オセロの商標とその影響
出典: フリー百科事典『ウィキペディア(Wikipedia)』 (2022/05/21 17:32 UTC 版)
「オセロ (ボードゲーム)」の記事における「オセロの商標とその影響」の解説
ゲームとしての独自性の有無はともかくとして、長谷川の構築した名称・用具・環境を伴うブランド力によってオセロは全世界に普及した。オセロの認知度が向上するに伴い、次第にリバーシ自体がオセロの影響を受けるようになった。 20世紀のリバーシにはクロス、パラレル、オリジナルの3つの初期配置ルールが存在することは前述したが、現代ではパラレルやオリジナルのルールでプレイされることはほとんどなく、オセロと同様のクロス配置が主流となっている。また、石の色も黒白、黒赤、赤白の3パターンがあったが、こちらも現代ではオセロと同じ黒白が主流となっている。つまり、もはや両者に違いはなく、実質的にリバーシはオセロの別名と言いうる状況となっている。 これは、オセロの商標権を持つツクダ(ツクダオリジナル、パルボックス、メガハウス)以外の各社が、商標権との抵触を避けつつオセロと同様の商品を販売するためにリバーシの名を借りたためである。1973年のオセロ発売当初、「オセロ」という商品名は商標として、黒白の石や緑の盤面などのデザインは意匠として、ともにツクダによって登録され、権利保護の対象となっていた。その後、意匠権は保護期間の20年が満了したため、他社も同一のデザインを使用することができるようになったが、商標権はなおも保護が続いている。そこで、他社は、オセロはリバーシの商品名の一つであるとする見解に基づき、「リバーシ」の商品名でオセロと同一デザインの商品を発売するのが一般的となっているのである。 1999年には、日本最大手のオセロ情報サイトを運営していた元タイトルホルダーのオセロ選手に対し、ツクダオリジナルが商標権侵害であるとして内容証明郵便を送り付けたことがきっかけとなって、日本で商標権のないリバーシに着目する動きが広まり、元タイトルホルダー4名を含む多数の高段者たちが集まって日本リバーシ協会を設立した。

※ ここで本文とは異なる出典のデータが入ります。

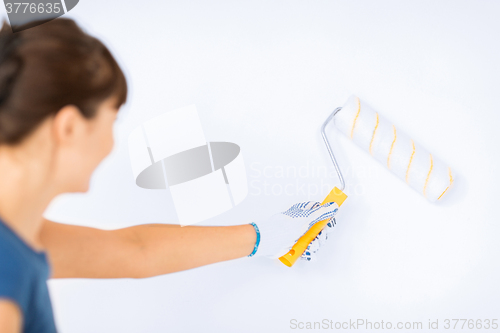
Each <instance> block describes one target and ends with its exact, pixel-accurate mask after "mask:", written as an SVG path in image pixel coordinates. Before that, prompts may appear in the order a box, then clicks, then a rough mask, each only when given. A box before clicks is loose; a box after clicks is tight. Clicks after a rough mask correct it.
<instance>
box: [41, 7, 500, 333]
mask: <svg viewBox="0 0 500 333" xmlns="http://www.w3.org/2000/svg"><path fill="white" fill-rule="evenodd" d="M499 10H500V3H498V2H496V1H474V2H472V1H411V2H410V1H386V0H382V1H381V0H379V1H318V0H311V1H304V0H302V1H296V0H286V1H275V0H273V1H255V0H254V1H246V0H245V1H241V0H240V1H237V2H236V1H182V2H181V1H153V0H148V1H140V2H139V1H135V2H133V1H128V0H127V1H111V0H108V1H97V0H81V2H80V4H78V6H77V7H76V8H75V9H73V11H72V12H71V13H70V14H71V15H68V16H70V17H73V18H75V19H77V20H78V22H79V23H80V24H81V25H82V26H83V27H85V29H87V30H88V31H89V32H90V33H91V34H94V35H97V36H98V37H99V38H101V39H102V40H103V41H104V42H105V43H106V45H108V46H109V47H110V48H111V50H112V52H113V53H114V54H115V55H116V57H117V58H118V59H119V62H120V64H121V65H122V66H123V67H124V69H125V71H126V75H127V78H128V80H129V83H130V86H131V94H130V100H129V102H128V104H127V105H126V106H125V107H124V109H123V111H122V115H121V119H120V120H119V122H118V123H117V125H116V132H115V133H116V140H117V142H116V148H115V150H114V152H113V154H112V155H111V156H110V157H109V158H108V159H107V160H106V161H105V162H104V163H103V164H102V165H101V166H100V167H99V169H98V171H97V172H96V173H95V175H94V177H93V179H92V188H91V190H90V192H89V193H87V194H85V195H72V196H67V197H63V198H61V199H60V200H58V202H56V203H54V205H53V206H52V207H51V209H50V210H49V211H48V212H47V216H48V217H50V218H53V219H56V220H58V221H63V222H67V223H73V224H81V225H89V226H96V227H100V228H118V227H125V226H130V225H134V224H142V223H176V221H177V220H176V215H175V211H174V208H173V204H172V202H171V201H170V198H169V194H168V192H162V191H150V190H143V189H140V188H138V187H136V186H135V185H134V182H133V178H132V172H131V169H130V166H129V160H128V158H129V157H128V151H127V146H126V142H127V136H128V134H129V133H130V131H131V130H132V129H133V128H134V127H135V126H137V125H138V124H139V123H141V122H142V121H144V120H147V119H149V118H151V117H153V116H155V115H158V114H160V113H163V112H165V111H169V110H173V109H175V108H178V107H182V106H185V105H189V104H193V103H194V104H196V106H197V107H198V112H199V115H200V118H201V121H202V123H203V126H204V130H205V136H206V137H207V139H208V140H210V141H230V142H235V143H237V144H239V145H240V146H241V148H242V153H243V157H244V159H245V163H246V167H247V170H248V176H249V185H250V193H249V196H248V197H247V199H246V200H245V201H244V202H243V203H242V204H240V205H239V206H237V207H236V208H235V209H233V210H232V211H229V212H227V213H224V214H223V215H220V216H218V217H216V218H213V219H210V220H208V221H205V222H204V223H203V224H220V225H230V224H241V223H246V222H250V221H252V220H258V219H261V218H265V217H267V216H269V215H271V214H274V213H276V212H279V211H282V210H284V209H286V208H287V207H288V206H290V205H291V204H293V203H296V202H300V201H306V200H318V201H321V200H322V199H323V198H324V196H325V195H326V194H327V192H328V190H329V189H330V188H331V187H333V186H334V185H338V181H337V178H336V176H335V175H334V174H330V175H327V177H322V176H321V175H320V176H317V175H313V174H312V173H313V172H317V171H318V169H321V168H323V167H325V166H326V167H327V168H328V170H329V172H331V171H332V170H333V169H332V166H331V164H330V161H329V157H328V155H327V153H326V149H325V147H324V146H323V143H322V141H321V137H320V133H319V129H320V126H321V124H322V122H323V121H324V119H325V118H326V117H327V115H328V114H329V113H330V112H331V111H332V110H333V108H335V107H337V106H340V105H342V104H343V103H344V102H345V100H346V99H347V97H348V96H349V95H351V94H357V95H358V96H359V97H360V98H361V99H363V100H364V101H365V102H367V103H368V104H370V105H371V106H373V107H374V108H375V109H378V110H379V111H381V113H382V114H383V115H384V116H385V117H387V118H388V119H390V120H391V121H393V122H394V123H395V124H397V126H398V127H399V128H401V129H403V130H404V131H406V132H407V133H408V134H410V136H412V137H413V138H414V139H415V140H416V141H418V142H420V143H421V144H422V145H423V146H425V147H426V148H427V149H428V150H430V151H431V152H432V153H433V154H435V155H436V156H439V157H440V158H441V159H443V160H444V161H445V162H447V163H448V164H449V165H450V166H451V167H452V168H453V169H454V170H455V172H456V174H457V180H456V184H455V185H456V186H455V188H453V191H452V192H451V193H449V194H450V195H449V196H448V198H446V197H445V199H444V202H442V203H441V204H437V205H436V204H430V203H428V202H427V201H426V200H425V199H424V198H423V197H422V196H421V195H419V194H418V193H416V192H414V191H413V190H412V189H410V188H409V187H407V186H406V185H405V184H404V182H401V181H400V180H399V179H397V178H395V177H394V176H393V175H392V174H390V173H389V172H388V171H387V170H386V169H384V167H383V166H381V165H379V164H378V163H377V162H376V161H375V160H373V159H372V158H371V157H370V156H369V155H368V154H366V153H365V152H363V151H361V150H360V149H359V148H357V147H356V146H355V145H354V144H353V143H352V142H350V140H348V139H347V138H344V137H341V135H340V134H339V133H338V132H337V131H335V130H334V129H331V130H330V132H329V135H330V138H331V140H333V142H334V149H335V152H336V153H337V155H338V156H337V158H338V160H339V163H341V166H342V169H343V170H344V173H345V176H346V182H347V185H348V186H347V190H346V191H347V192H348V194H349V195H350V197H349V199H348V201H346V203H345V204H344V206H342V209H341V212H340V213H339V215H338V224H337V226H336V227H335V232H334V234H333V237H332V239H330V241H329V244H327V246H325V247H324V248H323V249H322V250H321V251H320V252H321V253H320V254H319V259H318V261H317V262H312V263H303V262H300V263H299V264H297V265H296V266H294V267H293V268H292V269H290V268H287V267H285V266H283V265H282V264H280V263H279V262H274V261H271V260H268V259H264V258H257V259H254V258H245V259H240V260H234V261H230V262H225V263H221V264H216V265H212V266H207V267H202V268H197V269H193V270H190V271H186V272H179V273H175V274H170V275H166V276H160V277H156V278H149V279H144V280H131V279H122V280H83V279H82V280H59V281H51V282H50V290H51V294H52V299H53V304H54V308H55V315H56V320H57V324H58V326H59V329H60V331H61V332H63V333H66V332H69V333H79V332H120V333H125V332H287V331H297V330H292V329H291V328H290V320H291V319H297V320H298V321H303V322H307V321H320V320H322V319H329V320H333V321H334V322H336V321H339V322H343V321H349V320H350V319H351V320H356V319H368V320H369V321H372V322H380V321H382V320H383V321H384V322H387V321H391V322H393V323H394V324H393V325H395V323H397V322H399V321H401V322H406V321H410V322H413V321H422V322H423V324H424V328H426V327H427V325H428V321H429V319H431V320H433V321H435V320H436V319H438V320H439V324H440V327H441V328H443V327H444V320H445V319H453V318H467V319H475V320H476V319H494V318H499V317H500V311H499V310H500V302H499V299H500V288H499V285H498V281H499V278H500V269H499V268H498V262H499V261H498V260H499V254H500V246H499V242H498V235H499V231H500V230H499V225H498V220H499V219H498V218H497V217H496V215H495V214H496V213H495V210H496V209H495V208H494V207H495V205H496V204H497V203H498V199H500V195H499V193H500V191H499V189H498V184H499V180H500V177H499V175H498V172H496V169H497V166H498V162H499V161H500V159H499V153H498V143H499V139H500V135H499V131H498V124H499V123H500V112H499V107H498V102H497V100H498V97H497V94H498V91H499V88H500V80H499V78H500V65H499V60H498V59H500V47H499V43H498V31H499V29H500V23H499V22H500V21H499V20H498V13H499ZM332 128H333V127H332ZM266 167H267V169H265V170H266V172H267V173H266V174H262V171H263V170H264V168H266ZM286 167H293V168H296V170H297V171H301V172H302V173H301V174H300V175H299V176H297V177H294V176H293V174H291V173H290V174H285V175H279V174H275V175H274V176H273V175H272V173H274V172H278V171H280V168H286ZM265 183H267V185H265ZM287 184H292V185H289V186H288V189H289V190H288V191H289V192H288V193H281V194H279V191H280V189H281V190H282V189H283V188H284V187H285V186H286V185H287ZM323 184H324V185H323ZM266 186H267V191H270V190H271V186H274V187H272V189H274V191H275V192H274V194H273V193H271V192H267V193H266V191H265V189H266ZM321 186H323V187H322V188H321ZM318 187H320V188H321V189H320V190H318ZM291 189H293V193H290V191H291ZM380 193H382V195H381V194H380ZM499 319H500V318H499ZM460 325H461V324H460ZM357 331H362V329H358V330H357ZM420 331H425V330H420Z"/></svg>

日本リバーシ協会の理事に対して「リバーシ禁止—オセロ連盟を除名」と題した脅迫状が送り付けられる事件が発生し、日本オセロ連盟の一部幹部からは、リバーシはオセロと敵対するゲームであるとして日本リバーシ協会を排斥する主張がなされたとされる。その後、日本リバーシ協会は活動を停止した。 なお、日本の公共放送NHKでは、オセロの商標を避けるために「黒と白の石を取り合うゲーム」などと言い換えて報道していたことがある。